Patrimônio cultural. E, se moldado por fortes costumes, igualmente atento para seguir vivo. No WhatsApp, dois grupos são dedicados ao bar. Um para divulgação da programação, outro para a logística das rodas de samba. O encontro narrado nesta reportagem foi combinado no feriado de Tiradentes, por exemplo. “Aqui é muita amizade. Você senta e, se souber samba antigo, tá valendo. Se não souber, não dá não”, brinca Cimar.
Silêncio nunca mais
Há dois anos, o Bar do Zé Bezerra fechou as portas pela primeira vez em meio século de existência. O coronavírus levou colegas, silenciou a gandaia, suprimiu o contentamento. Dona Célia lembra do vazio. “Fiquei muito triste, e não só eu”.
Mas agora os amigos voltam e ocupam tudo. Gostam de encarar as paredes, ilustradas com as mesmas cores que estampam conterrâneos – feito o Cantinho Acadêmico, no Benfica. A pintura revela os rostos de quem compõe a história do lugar.
Gostam também do ar de descompromisso, de folga eterna. Do cheiro de feijão verde e calabresa. Do sossego movimentado. “É onde se encontra um dos melhores sambas de Fortaleza porque é um samba de raiz. A Célia é uma mãezona pra todo mundo. É tão mãezona que ela briga, depois a gente volta e faz as pazes. É um negócio desse naipe. Tudo irmandade”, diz a funcionária pública Luciana Castelo Branco, 48, cliente há 20 anos.

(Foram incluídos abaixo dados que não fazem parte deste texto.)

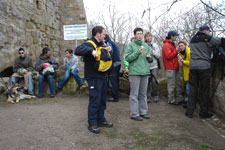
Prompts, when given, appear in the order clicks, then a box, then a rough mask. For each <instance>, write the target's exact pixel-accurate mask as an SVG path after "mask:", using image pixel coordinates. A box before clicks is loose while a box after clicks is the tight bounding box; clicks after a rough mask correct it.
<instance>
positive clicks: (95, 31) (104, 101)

Pouco depois vou embora. A chuva ainda banha minha estreia no Bar do Zé Bezerra. Ele é quase uma cidade. É um bairro inteiro. Já saindo, dona Célia me chama. Coloca um porta-cerveja personalizado na minha mão. Um presente, onde está escrito: “A amizade, nem mesmo a força do tempo irá destruir”. Prometo voltar o quanto antes. Cumprirei o trato.
A roda de samba engata “Ah, como eu amei”. Faz frio e folia. Aceno internamente para as duas Nossas Senhoras na prateleira, em sinal de breve despedida. Aceno para as cachaças. O canto soa alto: “Eu era feliz, era a vida”. O Bar do Zé Bezerra talvez seja isso: ser feliz e saber.
Serviço
Bar do Zé Bezerra
Rua Dom Manuel de Medeiros, 71 - Parque Araxá. Funcionamento: somente aos sábados, domingos e feriados, de 14h às 20h.